TOEFL Synonym Questions (State of the art)
- TOEFL = Test of English as a Foreign Language
- 80 multiple-choice synonym questions; 4 choices per question
- TOEFL questions available from Thomas Landauer
- introduced in Landauer and Dumais (1997) as a way of evaluating algorithms for measuring similarity
- subsequently used by many other researchers
- Reference for algorithm = where to find out more about given algorithm for measuring similarity
- Reference for experiment = where to find out more about evaluation of given algorithm with TOEFL questions
- Algorithm = general type of algorithm: corpus-based, lexicon-based, hybrid
- Correct = percent of 80 questions that given algorithm answered correctly
- 95% confidence = confidence interval calculated using Binomial Exact Test
- table rows sorted in order of increasing percent correct
Reference for algorithm | Reference for experiment | Algorithm | Correct | 95% confidence |
---|---|---|---|---|
Resnik (1995) | Jarmasz and Szpakowicz (2003) | hybrid | 20.31% | 12.89–31.83% |
Leacock and Chodrow (1998) | Jarmasz and Szpakowicz (2003) | lexicon-based | 21.88% | 13.91–33.21% |
Lin (1998) | Jarmasz and Szpakowicz (2003) | hybrid | 24.06% | 15.99–35.94% |
Jiang and Conrath (1997) | Jarmasz and Szpakowicz (2003) | hybrid | 25.00% | 15.99–35.94% |
Landauer and Dumais (1997) | Landauer and Dumais (1997) | corpus-based | 64.38% | 52.90–74.80% |
Average non-English US college applicant | Landauer and Dumais (1997) | human | 64.50% | 53.01–74.88% |
Turney (2001) | Turney (2001) | corpus-based | 73.75% | 62.71–82.96% |
Hirst and St.-Onge (1998) | Jarmasz and Szpakowicz (2003) | lexicon-based | 77.91% | 68.17–87.11% |
Jarmasz and Szpakowicz (2003) | Jarmasz and Szpakowicz (2003) | lexicon-based | 78.75% | 68.17–87.11% |
Terra and Clarke (2003) | Terra and Clarke (2003) | corpus-based | 81.25% | 70.97–89.11% |
Rapp (2003) | Rapp (2003) | corpus-based | 92.50% | 84.39-97.20% |
Turney et al. (2003) | Turney et al. (2003) | hybrid | 97.50% | 91.26–99.70% |
Hirst, G., and St-Onge, D. (1998). Lexical chains as representation of context for the detection and correction of malapropisms. In C. Fellbaum (ed.), WordNet: An Electronic Lexical Database. Cambridge: MIT Press, 305-332.

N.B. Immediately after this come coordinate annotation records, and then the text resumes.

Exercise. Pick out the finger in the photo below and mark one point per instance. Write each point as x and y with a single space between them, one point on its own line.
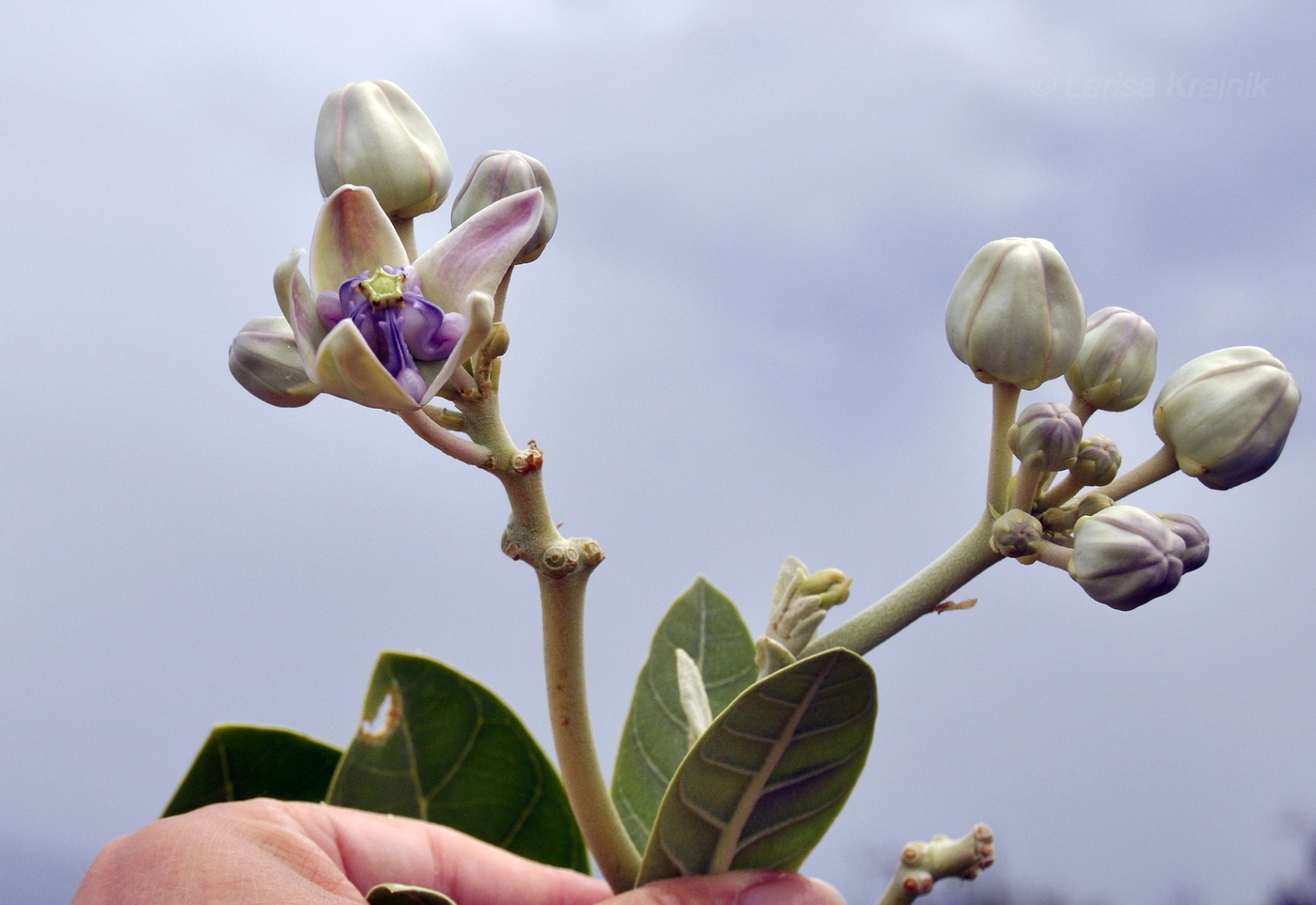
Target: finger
374 849
736 888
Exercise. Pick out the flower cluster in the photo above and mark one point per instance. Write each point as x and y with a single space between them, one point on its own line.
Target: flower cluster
375 324
1017 320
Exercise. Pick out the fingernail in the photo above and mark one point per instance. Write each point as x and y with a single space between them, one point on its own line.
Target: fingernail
790 889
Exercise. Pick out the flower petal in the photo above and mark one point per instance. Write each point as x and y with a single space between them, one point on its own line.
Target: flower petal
263 358
352 234
480 321
299 308
476 256
349 368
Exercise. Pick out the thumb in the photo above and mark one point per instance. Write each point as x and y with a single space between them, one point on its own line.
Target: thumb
734 888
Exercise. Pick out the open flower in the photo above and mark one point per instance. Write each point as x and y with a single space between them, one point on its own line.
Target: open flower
377 329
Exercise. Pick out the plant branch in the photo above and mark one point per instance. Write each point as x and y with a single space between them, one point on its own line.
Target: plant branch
563 567
918 596
923 863
445 441
1004 405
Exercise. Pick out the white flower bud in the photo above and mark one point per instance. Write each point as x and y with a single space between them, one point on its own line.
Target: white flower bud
372 134
1227 414
1017 536
1045 437
1015 315
1125 556
499 174
1098 460
1197 543
1116 364
265 359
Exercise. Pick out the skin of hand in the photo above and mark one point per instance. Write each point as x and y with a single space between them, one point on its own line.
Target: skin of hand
287 852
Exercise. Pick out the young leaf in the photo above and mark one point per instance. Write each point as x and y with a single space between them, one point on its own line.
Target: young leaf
706 625
763 783
438 746
252 762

Jarmasz, M., and Szpakowicz, S. (2003). Roget’s thesaurus and semantic similarity, Proceedings of the International Conference on Recent Advances in Natural Language Processing (RANLP-03), Borovets, Bulgaria, September, pp. 212-219.
Jiang, J.J., and Conrath, D.W. (1997). Semantic similarity based on corpus statistics and lexical taxonomy. Proceedings of the International Conference on Research in Computational Linguistics, Taiwan.
Leacock, C., and Chodorow, M. (1998). Combining local context and WordNet similarity for word sense identification. In C. Fellbaum (ed.), WordNet: An Electronic Lexical Database. Cambridge: MIT Press, pp. 265-283.
Lin, D. (1998). An information-theoretic definition of similarity. Proceedings of the 15th International Conference on Machine Learning (ICML-98), Madison, WI, pp. 296-304.
Resnik, P. (1995). Using information content to evaluate semantic similarity. Proceedings of the 14th International Joint Conference on Artificial Intelligence (IJCAI-95), Montreal, pp. 448-453.